Estos cuerpos, o partes de cuerpos, que revela Maribel Nazco no admiten explicaciones, ignoran la anatomía y rechazan referencias concretas; su presencia es solamente imaginaria o poética. Así que entramos en paisajes corporales, a menudo femininos inventados, donde la forma es lozanía y dulzura, donde la sombra y la luz se acarician mutuamente en un silencio de atardecer donde el juego entro lo claro y lo oscuro crea volúmenesvivos suspendidos en el aire, en inmóviles vibraciones.
Estos cuerpos han tomado largos baños de luna, han flotado y nadado de noche en el interminable río de la Vía Láctea, han rodado para pulimentarse, en las vueltas del cielo. Venus los mira pero Eros no está aquí activo, alegre o conquiztador, es un Eros adolescente que descansa, medio dormido, con la mano suavemente posada en la curva de un brazo o de un vientre. El bien sabe de aquel elemento indispensable a la belleza, según André Bretón, lo erótico-velado. Parece un efecto que a travéz de un fino tul, de una cortina ligera de telaraña, que el ojo toma un misterioso contacto con las obras de Maribel Nazco.

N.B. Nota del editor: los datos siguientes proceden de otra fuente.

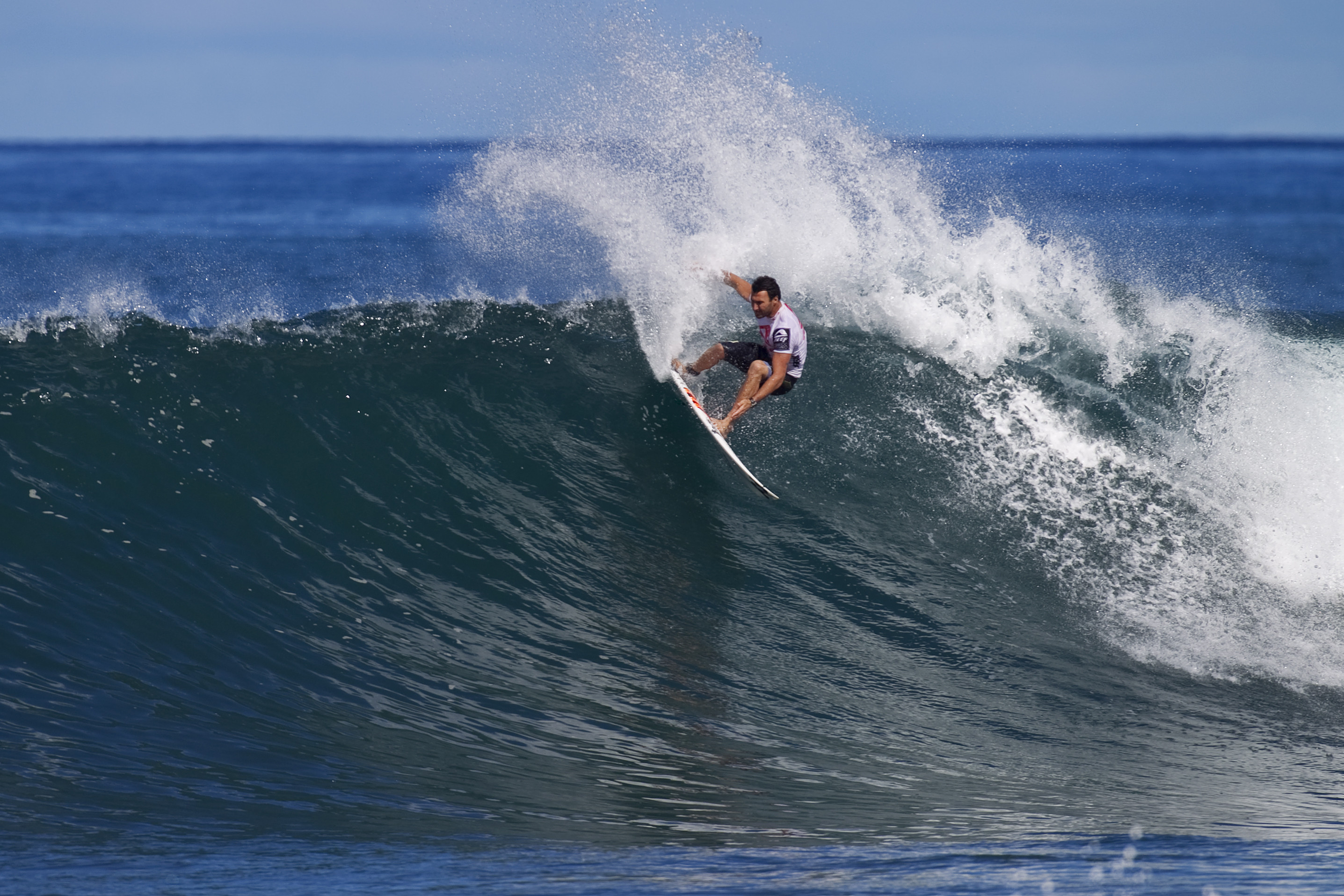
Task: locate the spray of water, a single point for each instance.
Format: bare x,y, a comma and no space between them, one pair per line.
1209,540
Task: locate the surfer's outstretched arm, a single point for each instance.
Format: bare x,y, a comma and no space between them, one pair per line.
738,284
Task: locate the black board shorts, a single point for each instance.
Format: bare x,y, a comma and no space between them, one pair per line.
742,354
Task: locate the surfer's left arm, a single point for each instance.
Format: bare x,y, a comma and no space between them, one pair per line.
738,284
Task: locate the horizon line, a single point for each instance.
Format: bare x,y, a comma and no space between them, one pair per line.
463,143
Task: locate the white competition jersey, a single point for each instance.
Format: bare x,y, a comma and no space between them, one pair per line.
784,334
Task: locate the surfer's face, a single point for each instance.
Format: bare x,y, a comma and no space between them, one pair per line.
763,306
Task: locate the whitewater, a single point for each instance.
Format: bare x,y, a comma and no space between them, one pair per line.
355,536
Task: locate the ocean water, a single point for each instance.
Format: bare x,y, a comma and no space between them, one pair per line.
354,539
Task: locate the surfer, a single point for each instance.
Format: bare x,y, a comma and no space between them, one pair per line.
772,367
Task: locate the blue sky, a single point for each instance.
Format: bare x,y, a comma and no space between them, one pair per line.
421,69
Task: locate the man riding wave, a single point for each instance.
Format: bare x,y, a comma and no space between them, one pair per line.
772,367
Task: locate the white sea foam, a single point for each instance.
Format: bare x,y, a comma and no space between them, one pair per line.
1210,540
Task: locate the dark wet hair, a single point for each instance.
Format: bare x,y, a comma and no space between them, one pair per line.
767,284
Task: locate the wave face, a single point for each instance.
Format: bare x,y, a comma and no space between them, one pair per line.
409,539
471,568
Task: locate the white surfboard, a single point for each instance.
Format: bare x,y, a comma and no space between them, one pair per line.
724,444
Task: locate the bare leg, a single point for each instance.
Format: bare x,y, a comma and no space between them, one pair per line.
712,357
757,374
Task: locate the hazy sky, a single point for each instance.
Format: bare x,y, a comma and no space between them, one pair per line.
432,69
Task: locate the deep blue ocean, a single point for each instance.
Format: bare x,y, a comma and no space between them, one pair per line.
354,539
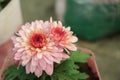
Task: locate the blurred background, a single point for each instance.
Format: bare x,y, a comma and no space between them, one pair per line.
95,22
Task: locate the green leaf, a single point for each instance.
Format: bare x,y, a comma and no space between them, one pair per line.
68,70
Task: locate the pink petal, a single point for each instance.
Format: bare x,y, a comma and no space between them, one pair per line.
28,68
26,60
73,39
38,71
49,69
42,64
33,65
71,47
39,55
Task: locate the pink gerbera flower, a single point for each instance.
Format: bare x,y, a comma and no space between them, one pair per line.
34,48
62,36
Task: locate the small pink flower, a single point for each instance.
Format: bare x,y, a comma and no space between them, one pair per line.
34,48
62,36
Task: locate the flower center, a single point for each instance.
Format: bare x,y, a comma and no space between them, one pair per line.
38,40
59,33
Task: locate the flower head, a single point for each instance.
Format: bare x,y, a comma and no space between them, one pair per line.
39,44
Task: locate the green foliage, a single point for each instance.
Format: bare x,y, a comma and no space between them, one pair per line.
14,73
67,70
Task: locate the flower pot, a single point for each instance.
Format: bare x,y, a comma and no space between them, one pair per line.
90,19
10,19
91,66
6,60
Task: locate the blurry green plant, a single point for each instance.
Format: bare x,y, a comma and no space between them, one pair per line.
67,70
3,3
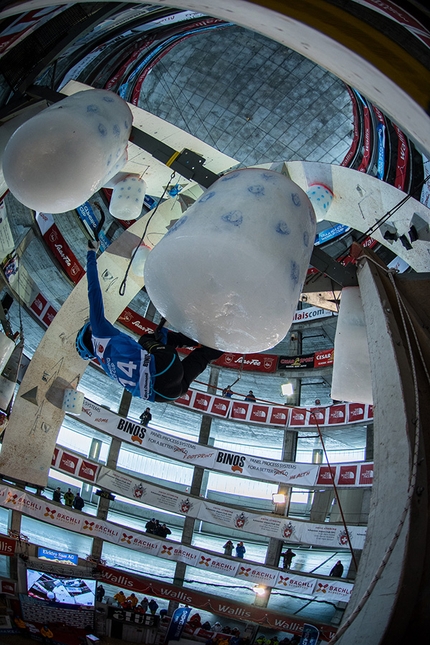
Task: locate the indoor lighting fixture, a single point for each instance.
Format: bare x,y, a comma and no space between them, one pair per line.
278,498
287,389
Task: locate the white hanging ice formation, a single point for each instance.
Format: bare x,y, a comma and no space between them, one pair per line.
230,271
57,159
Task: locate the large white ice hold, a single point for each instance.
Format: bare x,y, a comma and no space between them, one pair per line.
127,198
59,158
351,369
230,271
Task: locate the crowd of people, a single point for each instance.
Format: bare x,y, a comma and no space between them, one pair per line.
239,550
156,528
264,640
132,602
222,635
227,393
74,500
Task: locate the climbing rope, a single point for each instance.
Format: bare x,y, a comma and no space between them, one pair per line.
404,314
123,284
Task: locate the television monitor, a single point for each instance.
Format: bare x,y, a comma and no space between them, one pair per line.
61,590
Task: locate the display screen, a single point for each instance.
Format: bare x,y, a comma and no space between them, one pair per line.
60,590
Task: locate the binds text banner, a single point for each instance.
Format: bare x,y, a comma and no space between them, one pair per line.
238,464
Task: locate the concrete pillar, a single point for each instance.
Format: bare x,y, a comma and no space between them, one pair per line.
274,549
396,610
368,455
103,507
198,481
94,454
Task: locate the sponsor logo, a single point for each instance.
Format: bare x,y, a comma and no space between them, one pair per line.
119,580
238,612
88,471
50,512
204,560
12,498
126,538
139,491
5,547
236,462
176,595
343,537
288,530
186,505
136,430
88,526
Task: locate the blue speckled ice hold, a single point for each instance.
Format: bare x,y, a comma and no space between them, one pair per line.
57,159
243,248
132,209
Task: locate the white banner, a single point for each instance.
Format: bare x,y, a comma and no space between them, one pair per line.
56,514
231,518
240,465
295,584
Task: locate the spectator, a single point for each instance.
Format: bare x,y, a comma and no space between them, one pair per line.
46,634
56,495
163,531
120,597
150,526
78,502
337,570
132,599
100,593
22,626
195,621
69,497
146,417
240,550
288,556
227,392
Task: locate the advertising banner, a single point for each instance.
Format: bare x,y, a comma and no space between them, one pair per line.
295,584
310,635
220,606
295,362
177,624
324,357
59,247
250,362
185,451
232,518
333,591
311,313
7,546
45,510
57,556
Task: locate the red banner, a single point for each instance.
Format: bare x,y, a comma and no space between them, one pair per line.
7,546
216,604
63,254
251,362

Es extraña la elección de un material tan frío como el metal para expresar la dulzura reluciente; pero es verdad que a ninguna pintura se le podía sacar estos brillos vivos apagados, esta gama de sombras graduadas que parecen envolver los cuerpos en un silencioso bienestar, en una tibia desnudez sensual, pero casta y no sexual. Descanso de cutis, piel y músculos en estado natural; simple la belleza del placer de ser, sin deseos o en una calma semejante a la quietud de un árbol o al coro de las ranas en la noche; a la superficie de un lago o de una llanura. Pero, al fin y al cabo, de la misma manera puede vibrar inmóvil el mármol blanco, tan severo y frío en sí, en “el beso” de Rodin, la ingle o la nalga del David de Florencia, o en una escultura sorprendiente, vista en un rastro: el pie de la Pavlova calzado con su zapatilla de ballet, pie sensible y alargado, en cuya comba se sentía la posibilidad latente de la pulsación del baile, la llamada del ritmo y de la música. Ahí está la paradoja de Maribel Nazco. Duro metal, duro trabajo manual con sierras, ácidos, sopletes y pulidoras al servicio de un lujo que nuestro tiempo va olviodando: el de unas palabras en vía de desaparición, descanso, reposo, calma, al lento compás de la respiración en el sueño de la noche, la silenciosa felicidad de cuerpos inconscientemente seguros de sí mismos, de su propria existencia en el presente y fuera del tiempo.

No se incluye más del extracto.